To detect these issues, middleBrick scans the unauthenticated attack surface, testing endpoints without credentials. It correlates OpenAPI/Swagger specs (with full $ref resolution) against runtime behavior, mapping findings to frameworks like OWASP API Top 10 and PCI-DSS. The scanner does not fix the code but provides prioritized findings with severity and remediation guidance, helping teams understand how insecure design in Grape interacts with mTLS to create exploitable trust boundaries.

Remediation centers on enforcing explicit identity mapping, certificate validation, and per-request authorization in Grape. Do not rely on mTLS alone to enforce authorization; treat the certificate as an input that must be validated and mapped to application-level permissions.

1. Validate certificate chain and extract identity safely

Ensure the server verifies the full chain and extracts identity attributes on each request. In a Ruby/Puma setup behind a reverse proxy that handles TLS, forward the client certificate via headers and validate in Grape.

require 'openssl'
require 'base64'

module Security
  class CertificateVerifier
    def initialize(trusted_ca_file)
      @store = OpenSSL::X509::Store.new
      @store.add_file(trusted_ca_file)
    end

    def verify(cert_pem)
      cert = OpenSSL::X509::Certificate.new(cert_pem)
      store = OpenSSL::X509::Store.new
      store.add_file(trusted_ca_file)
      store_ctx = OpenSSL::X509::StoreContext.new(store, cert)
      store_ctx.verify # raises OpenSSL::X509::StoreContextError if invalid
      cert
    rescue OpenSSL::X509::StoreContextError, OpenSSL::X509::CertificateError
      nil
    end
  end
end

In Grape, use a before block to validate and map the certificate:

require 'json'

class AppAPI < Grape::API
  format :json

  before do"./trusted-ca.pem")
    cert_pem = request.env['SSL_CLIENT_CERT']
    verifier = Security::CertificateVerifier.new('./trusted-ca.pem')
    cert = verifier.verify(cert_pem)
    halt 401, { error: 'invalid_client_certificate' }.to_json unless cert

    # Map certificate to application identity (example: CN or SAN)
    principal = extract_principal(cert)
    # Ensure tenant/scope checks happen here, not implicit
    environment['api.identity'] = principal
  end

  helpers do
    def extract_principal(cert)
      # Prefer SAN email or CN; validate expected pattern
      san = cert.extensions.find { |e| e.oid == 'subjectAltName' }
      if san
        emails = san.value.split(/, /).grep(/^email:/).map { |e| e.sub('email:', '') }
        return emails.first if emails.any?
      end
      cn = cert.subject.to_s.match(/CN=([^,]+)/)&.[](1)
      raise 'missing_common_name' unless cn
      cn
    end
  end
end

2. Enforce per-request authorization using mapped identity

After mapping the certificate to a principal, enforce tenant and scope checks on each endpoint.

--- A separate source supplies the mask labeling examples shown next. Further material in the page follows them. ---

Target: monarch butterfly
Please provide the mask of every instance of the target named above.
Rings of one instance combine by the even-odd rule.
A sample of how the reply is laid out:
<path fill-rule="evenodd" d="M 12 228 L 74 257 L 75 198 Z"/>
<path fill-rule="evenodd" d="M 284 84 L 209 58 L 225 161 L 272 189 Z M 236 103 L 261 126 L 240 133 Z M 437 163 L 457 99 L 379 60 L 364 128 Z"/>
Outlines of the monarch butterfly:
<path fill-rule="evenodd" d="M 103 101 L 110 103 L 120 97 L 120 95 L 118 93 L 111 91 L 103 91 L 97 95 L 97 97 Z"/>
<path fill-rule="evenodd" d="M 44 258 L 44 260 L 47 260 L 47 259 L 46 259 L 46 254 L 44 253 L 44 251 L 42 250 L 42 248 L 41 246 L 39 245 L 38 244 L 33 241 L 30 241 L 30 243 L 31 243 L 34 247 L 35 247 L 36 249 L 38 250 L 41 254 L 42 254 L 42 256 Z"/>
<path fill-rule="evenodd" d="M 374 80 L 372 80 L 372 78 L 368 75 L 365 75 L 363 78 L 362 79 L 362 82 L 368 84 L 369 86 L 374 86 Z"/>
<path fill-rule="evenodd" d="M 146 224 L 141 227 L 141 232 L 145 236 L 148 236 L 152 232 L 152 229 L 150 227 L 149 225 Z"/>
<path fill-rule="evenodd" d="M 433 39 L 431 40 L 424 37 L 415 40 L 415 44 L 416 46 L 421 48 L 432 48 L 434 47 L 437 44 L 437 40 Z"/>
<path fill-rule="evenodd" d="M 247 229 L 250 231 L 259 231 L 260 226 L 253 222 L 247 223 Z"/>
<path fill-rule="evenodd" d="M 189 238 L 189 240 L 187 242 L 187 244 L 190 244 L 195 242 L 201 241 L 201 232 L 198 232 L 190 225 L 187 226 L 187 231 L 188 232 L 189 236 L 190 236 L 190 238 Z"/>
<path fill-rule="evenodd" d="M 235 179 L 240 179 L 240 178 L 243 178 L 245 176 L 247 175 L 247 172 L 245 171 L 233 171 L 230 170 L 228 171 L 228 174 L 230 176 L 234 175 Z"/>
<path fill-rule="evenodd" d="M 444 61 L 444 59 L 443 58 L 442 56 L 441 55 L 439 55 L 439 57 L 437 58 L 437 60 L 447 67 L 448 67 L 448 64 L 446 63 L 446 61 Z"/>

Do not assume mTLS boundaries align with resource ownership.

class AppAPI < Grape::API
  format :json

  before do
    halt 401, { error: 'unauthorized' }.to_json unless env['api.identity']
  end

  resource :organizations do
    params do
      requires :org_id, type: String, desc: 'Organization ID'
    end
    get ':org_id' do
      org_id = declared_params[:org_id]
      identity = env['api.identity']
      # Explicit authorization: ensure identity has access to org_id
      unless AccessControl.allowed?(identity, :read, "organization/#{org_id}")
        halt 403, { error: 'forbidden' }.to_json
      end
      { org_id: org_id, name: Organization.find(org_id).name }
    end
  end
end

3. Avoid insecure shortcuts

• Do not trust client certificate serial number alone for multi-tenant isolation.
• Do not cache successful mTLS authentication without re-verifying per-request if identity mapping may change.
• Ensure certificate revocation checks (CRL/OCSP) are performed if your threat model requires it.

These concrete steps align mTLS with explicit authorization logic in Grape, reducing the risk of BOLA/IDOR and privilege escalation. middleBrick’s scans can validate that endpoints enforce these checks by testing unauthenticated and authenticated scenarios, reporting findings tied to authentication and authorization controls.